Satellite and easement refuges are refuges established under Executive Order and managed under authority of the National Wildlife Refuge Administration Act and all other authorities established by legislation pertaining to the National Wildlife Refuge System. Easement refuges and easement portions within, and in combination with fee title refuges, remain in private and/or other public entity ownership, with authority conveyed to the Fish and Wildlife Service to establish refuge protection and to maintain and control water on those lands through the easement purchased on said property.
photo of East Lost Lake Wildlife Development Area by Refuge StaffThe 794 acre East Lost Lake Wildlife Development Area (WDA) (bought and developed by the Bureau of Reclamation)(BOR) and transferred to the FWS for management as a mitigation obligation of Garrison Diversion in northern Burleigh County is also managed by the Long Lake NWR office.
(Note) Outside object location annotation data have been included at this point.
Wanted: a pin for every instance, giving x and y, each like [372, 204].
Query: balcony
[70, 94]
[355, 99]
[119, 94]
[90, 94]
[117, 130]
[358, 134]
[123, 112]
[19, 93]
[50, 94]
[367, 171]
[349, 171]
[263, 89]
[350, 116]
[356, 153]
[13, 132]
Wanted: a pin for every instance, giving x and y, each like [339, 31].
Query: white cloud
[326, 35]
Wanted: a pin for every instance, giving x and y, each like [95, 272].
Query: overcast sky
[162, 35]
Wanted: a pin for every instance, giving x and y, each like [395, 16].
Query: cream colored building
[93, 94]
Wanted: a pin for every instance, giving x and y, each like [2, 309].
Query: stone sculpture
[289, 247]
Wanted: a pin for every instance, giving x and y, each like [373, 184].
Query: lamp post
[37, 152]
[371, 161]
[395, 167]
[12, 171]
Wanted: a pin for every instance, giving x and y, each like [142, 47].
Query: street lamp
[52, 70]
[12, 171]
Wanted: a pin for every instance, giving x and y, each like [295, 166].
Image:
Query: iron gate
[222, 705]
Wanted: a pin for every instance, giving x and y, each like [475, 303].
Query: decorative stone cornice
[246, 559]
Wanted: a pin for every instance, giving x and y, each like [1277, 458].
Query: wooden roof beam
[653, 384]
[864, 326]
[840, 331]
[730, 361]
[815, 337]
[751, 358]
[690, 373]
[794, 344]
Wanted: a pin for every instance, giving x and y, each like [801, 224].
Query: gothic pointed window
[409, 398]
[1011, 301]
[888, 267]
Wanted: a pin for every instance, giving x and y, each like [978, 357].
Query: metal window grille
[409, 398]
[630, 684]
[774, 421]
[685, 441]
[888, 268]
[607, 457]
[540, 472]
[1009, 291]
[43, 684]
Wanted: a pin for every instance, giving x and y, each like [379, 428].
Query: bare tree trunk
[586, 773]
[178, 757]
East Lost Lake WDA has been developed to offset habitat losses resulting from Garrison Diversion Unit project-related impacts. The BOR transferred this 794 acre tract to the FWS on January 1, 1991. Mitigation for project-related impacts is obtained on an acre-for-acre basis by replacing habitat losses with ecologically equivalent lands as determined by (1) type of wildlife use (for wetlands and contiguous uplands) and (2) equivalent vegetative cover for woodland and uplands. The FWS manages this unit as part of the National Wildlife Refuge System under the National Migratory Bird Program. Staff direct management efforts toward the production and maintenance of migratory birds, particularly waterfowl.
Administration of the WMD also involves enhancement of private lands for wildlife through cooperative agreements with private landowners and monitoring and reporting private land violations of federal conservation regulations and laws.

Approved goals for the WMD are listed below:

· Conserve, restore, and enhance federally listed endangered species and the habitats upon which they depend.

· Provide life requirements of waterfowl and other migratory birds occurring naturally in this portion of the Prairie Pothole Region.

· Provide life requirements of resident wildlife species.

· Provide a wide range of opportunities for compatible wildlife/wetlands oriented recreation, interpretation, and education.

· Foster conditions under which prehistoric and historic resources can exist in harmony with the FWS mission.

· Preserve and enhance the overall environmental quality, wild character, and natural beauty of the Long Lake WMD.